Ce petit détour par l’histoire permet ainsi d’éclairer le contexte ancien de questions actuelles.
Abstract
Nowadays, a question still subsists: does a code, considered as the result of reflecting upon the Law as a scientific object, have to be a rational entity which complies with a practical and preestablished logic or is it simply a compiled work of normative legal sources, presented as a compact format which is easily accessible?
This question remains at the heart of the matter when comparing the French and the common-lawyer attitudes on the general purpose of codification. It had been already considered when the French royal power initiated the process of putting into writing the legal rules originating from the customary law. The reader is therefore invited to follow different stages of the historical evolution of the codification, from the middle-ages up to the Napoleonic 1804 Civil Code. The first step was initiated by practitioners (mostly judges) who, as early as in the 12th century, put into writing the customary law they applied in their judgements. The urgent need of having at its disposal a comprehensive normative corpus which presented an easier access to customary rules of law, led the royal power to order, in the middle of the 15th century, an official codification of the customary laws of the "sundry countries of the realm."
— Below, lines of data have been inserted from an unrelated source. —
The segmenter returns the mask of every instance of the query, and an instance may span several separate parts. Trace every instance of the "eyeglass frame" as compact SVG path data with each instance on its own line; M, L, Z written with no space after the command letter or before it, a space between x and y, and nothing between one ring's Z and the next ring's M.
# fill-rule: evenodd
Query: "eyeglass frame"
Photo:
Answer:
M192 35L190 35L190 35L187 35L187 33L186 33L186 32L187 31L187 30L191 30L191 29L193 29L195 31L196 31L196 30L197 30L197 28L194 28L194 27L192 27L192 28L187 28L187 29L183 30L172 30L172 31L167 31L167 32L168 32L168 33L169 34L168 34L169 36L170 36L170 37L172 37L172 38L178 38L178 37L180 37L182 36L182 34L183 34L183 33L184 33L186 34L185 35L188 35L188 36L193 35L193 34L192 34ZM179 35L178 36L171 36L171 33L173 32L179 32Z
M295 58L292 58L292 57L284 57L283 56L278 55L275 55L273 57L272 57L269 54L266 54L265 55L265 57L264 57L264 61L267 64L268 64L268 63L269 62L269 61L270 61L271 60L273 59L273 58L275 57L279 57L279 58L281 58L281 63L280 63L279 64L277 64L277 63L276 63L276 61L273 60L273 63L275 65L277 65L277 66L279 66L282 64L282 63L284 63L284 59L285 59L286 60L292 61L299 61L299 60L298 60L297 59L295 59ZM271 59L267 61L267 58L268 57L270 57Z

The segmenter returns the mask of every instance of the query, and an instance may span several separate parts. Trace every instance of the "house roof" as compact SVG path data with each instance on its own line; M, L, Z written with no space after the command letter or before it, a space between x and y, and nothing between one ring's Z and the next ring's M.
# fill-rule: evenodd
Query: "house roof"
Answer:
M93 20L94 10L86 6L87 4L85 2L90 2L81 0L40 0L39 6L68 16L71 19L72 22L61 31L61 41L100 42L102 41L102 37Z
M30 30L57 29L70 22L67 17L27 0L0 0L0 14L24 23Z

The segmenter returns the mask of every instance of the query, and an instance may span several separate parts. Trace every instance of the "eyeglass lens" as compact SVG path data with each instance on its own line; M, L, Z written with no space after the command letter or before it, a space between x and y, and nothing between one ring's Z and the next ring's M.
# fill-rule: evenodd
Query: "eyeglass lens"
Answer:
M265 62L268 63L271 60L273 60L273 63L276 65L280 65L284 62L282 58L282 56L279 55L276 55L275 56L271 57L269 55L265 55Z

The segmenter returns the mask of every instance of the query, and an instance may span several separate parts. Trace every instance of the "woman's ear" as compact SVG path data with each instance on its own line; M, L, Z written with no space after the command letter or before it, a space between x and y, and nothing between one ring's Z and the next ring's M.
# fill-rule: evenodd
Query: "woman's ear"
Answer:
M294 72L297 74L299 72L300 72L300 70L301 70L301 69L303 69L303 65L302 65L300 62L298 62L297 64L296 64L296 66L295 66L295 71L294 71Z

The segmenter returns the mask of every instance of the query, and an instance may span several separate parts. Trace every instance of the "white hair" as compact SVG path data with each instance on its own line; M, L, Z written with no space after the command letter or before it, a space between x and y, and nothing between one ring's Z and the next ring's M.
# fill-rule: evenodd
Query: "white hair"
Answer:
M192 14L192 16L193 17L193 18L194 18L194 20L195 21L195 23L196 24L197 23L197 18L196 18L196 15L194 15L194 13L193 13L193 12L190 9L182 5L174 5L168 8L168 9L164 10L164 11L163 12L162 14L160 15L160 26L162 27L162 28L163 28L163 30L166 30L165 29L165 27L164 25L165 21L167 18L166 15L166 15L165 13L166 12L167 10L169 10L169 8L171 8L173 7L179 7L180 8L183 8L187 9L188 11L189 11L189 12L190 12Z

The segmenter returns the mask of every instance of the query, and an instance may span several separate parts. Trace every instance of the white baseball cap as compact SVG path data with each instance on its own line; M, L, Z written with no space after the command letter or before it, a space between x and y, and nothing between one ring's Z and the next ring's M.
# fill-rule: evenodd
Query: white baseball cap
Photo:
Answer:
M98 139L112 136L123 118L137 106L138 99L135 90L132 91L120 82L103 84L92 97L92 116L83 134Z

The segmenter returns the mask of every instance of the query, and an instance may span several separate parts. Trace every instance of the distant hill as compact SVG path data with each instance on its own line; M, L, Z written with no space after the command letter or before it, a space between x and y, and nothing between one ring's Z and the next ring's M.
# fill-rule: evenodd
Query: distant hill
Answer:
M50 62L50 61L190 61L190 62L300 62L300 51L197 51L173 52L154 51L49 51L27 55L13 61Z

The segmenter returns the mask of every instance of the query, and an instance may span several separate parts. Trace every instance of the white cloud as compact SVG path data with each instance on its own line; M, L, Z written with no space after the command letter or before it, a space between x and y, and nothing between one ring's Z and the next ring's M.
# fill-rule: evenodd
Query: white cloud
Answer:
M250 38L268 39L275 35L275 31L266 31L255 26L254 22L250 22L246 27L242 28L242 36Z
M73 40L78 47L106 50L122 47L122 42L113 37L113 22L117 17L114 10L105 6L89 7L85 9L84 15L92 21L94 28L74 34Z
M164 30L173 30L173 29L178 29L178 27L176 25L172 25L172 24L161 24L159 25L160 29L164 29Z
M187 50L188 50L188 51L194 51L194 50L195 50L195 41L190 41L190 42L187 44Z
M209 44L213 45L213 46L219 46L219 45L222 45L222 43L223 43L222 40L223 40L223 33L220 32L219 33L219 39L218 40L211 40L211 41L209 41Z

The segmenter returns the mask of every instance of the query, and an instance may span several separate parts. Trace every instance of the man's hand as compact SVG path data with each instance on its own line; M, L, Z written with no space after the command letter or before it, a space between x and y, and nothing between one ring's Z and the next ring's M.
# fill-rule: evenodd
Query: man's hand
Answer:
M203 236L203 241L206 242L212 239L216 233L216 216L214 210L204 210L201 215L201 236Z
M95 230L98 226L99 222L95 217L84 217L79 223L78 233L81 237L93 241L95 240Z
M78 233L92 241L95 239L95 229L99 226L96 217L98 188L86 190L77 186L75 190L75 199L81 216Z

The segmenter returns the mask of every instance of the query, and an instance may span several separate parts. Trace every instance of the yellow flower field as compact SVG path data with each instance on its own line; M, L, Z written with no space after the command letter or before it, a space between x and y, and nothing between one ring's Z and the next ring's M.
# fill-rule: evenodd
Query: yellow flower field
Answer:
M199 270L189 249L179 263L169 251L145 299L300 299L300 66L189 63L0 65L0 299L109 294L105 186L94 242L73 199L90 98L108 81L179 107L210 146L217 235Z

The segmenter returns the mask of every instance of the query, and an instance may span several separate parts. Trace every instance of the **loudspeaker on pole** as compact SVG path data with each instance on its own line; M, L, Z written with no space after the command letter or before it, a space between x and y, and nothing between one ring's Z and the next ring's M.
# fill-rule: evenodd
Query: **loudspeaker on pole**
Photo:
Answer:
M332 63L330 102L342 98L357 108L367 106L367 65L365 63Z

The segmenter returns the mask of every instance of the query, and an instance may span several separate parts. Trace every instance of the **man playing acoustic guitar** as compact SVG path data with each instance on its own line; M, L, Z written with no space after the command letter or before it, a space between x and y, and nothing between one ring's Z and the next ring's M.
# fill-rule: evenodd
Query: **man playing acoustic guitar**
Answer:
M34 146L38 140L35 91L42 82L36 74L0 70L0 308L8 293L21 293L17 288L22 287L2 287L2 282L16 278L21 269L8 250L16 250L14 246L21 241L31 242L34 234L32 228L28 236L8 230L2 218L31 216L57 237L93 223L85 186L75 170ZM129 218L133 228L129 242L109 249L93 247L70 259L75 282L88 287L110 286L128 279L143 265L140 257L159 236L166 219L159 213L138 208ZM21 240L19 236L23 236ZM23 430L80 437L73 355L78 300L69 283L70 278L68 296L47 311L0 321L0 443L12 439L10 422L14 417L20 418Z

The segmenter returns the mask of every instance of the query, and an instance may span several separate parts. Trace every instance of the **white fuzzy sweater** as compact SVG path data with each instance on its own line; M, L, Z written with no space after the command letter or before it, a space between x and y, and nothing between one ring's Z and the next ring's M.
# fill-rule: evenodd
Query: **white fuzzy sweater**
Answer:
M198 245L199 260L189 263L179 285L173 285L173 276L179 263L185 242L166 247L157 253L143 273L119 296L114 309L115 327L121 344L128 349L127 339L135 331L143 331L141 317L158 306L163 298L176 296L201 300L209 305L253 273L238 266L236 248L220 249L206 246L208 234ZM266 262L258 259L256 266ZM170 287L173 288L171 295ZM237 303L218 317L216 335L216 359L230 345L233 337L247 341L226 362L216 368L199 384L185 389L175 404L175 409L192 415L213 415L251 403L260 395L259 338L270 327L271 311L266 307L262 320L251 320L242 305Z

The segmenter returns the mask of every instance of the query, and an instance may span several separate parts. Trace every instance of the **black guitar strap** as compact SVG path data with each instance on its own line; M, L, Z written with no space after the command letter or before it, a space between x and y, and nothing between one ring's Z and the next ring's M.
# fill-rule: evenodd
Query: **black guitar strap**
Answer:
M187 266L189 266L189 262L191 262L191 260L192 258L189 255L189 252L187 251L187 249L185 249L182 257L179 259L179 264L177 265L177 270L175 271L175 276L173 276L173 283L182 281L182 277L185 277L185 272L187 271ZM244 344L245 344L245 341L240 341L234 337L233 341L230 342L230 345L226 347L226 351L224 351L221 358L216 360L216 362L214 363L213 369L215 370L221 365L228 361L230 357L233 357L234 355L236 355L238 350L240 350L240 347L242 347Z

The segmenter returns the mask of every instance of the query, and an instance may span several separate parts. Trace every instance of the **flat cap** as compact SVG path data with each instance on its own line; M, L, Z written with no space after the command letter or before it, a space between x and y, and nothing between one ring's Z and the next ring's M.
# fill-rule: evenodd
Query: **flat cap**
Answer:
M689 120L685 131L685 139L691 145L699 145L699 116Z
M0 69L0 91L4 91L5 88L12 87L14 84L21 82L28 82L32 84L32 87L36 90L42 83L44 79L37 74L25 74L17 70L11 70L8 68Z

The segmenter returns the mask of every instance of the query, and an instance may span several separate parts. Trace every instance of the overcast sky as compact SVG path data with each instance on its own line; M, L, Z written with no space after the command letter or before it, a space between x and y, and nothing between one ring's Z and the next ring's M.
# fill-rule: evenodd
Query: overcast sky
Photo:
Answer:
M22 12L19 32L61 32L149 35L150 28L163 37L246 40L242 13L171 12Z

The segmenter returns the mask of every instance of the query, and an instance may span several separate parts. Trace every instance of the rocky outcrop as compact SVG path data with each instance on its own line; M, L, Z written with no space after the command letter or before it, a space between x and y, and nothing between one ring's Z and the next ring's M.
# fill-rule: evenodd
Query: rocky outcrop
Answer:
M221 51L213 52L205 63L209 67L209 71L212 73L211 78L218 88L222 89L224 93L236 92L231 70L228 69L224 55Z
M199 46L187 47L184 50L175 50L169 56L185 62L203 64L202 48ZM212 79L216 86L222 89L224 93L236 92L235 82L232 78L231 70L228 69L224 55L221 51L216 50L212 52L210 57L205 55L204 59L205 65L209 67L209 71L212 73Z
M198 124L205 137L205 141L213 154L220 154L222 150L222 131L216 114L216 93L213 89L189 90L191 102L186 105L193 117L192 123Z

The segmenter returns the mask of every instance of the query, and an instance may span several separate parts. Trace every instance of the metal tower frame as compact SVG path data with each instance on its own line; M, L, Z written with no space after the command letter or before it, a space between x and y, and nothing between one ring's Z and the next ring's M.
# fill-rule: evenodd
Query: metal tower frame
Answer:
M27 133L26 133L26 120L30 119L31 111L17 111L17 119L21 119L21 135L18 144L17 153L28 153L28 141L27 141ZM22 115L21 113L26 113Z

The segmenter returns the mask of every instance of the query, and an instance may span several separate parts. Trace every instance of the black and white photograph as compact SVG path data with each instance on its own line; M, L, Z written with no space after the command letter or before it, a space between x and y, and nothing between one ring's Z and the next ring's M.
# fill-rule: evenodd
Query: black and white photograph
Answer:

This codification enabled to reach a further stage. The fact that the law was now considered, scientific matter, gave rise to works of comparisons and to searching for the rationality of the rule considered individually and as a whole. From these apparently ill-assorted sets of rules, the idea that these rules were inspired by a common background or a common spirit progressively emerged. This was certainly the major impulse which was to lead to the quest for a legal and normative unity. The codification could be planned as such and was initiated by King Louis XIV who promulgated his "great Ordinances" from 1667 up to 1685. King Louis XV continued the codification but cautiously. Nevertheless the royal statutes were the only legal rules to be concerned by these codifications, the customary rules being put aside.
The principle of a unique and unified Civil Code was clearly laid down in the beginning of the 1789 Revolution but it could not succeed before the Napoleonic times where the 1804 Civil Code was promulgated. The French Civil Code is today a bisecular Code and the question of its revision or of its entire remodeling is regularly asked but unceasingly postponed. However, the Canadian province of Québec could have shown the way when it let a new Civil Code be promulgated in 1994. Moreover, the modern "codes" which are published are not codes at all, they are only compiled statutes or by-laws without any logical organization. The principle of codification still instigates many unanswered questions.
A brief history review may help to explain and to answer some pertinent questions for our times.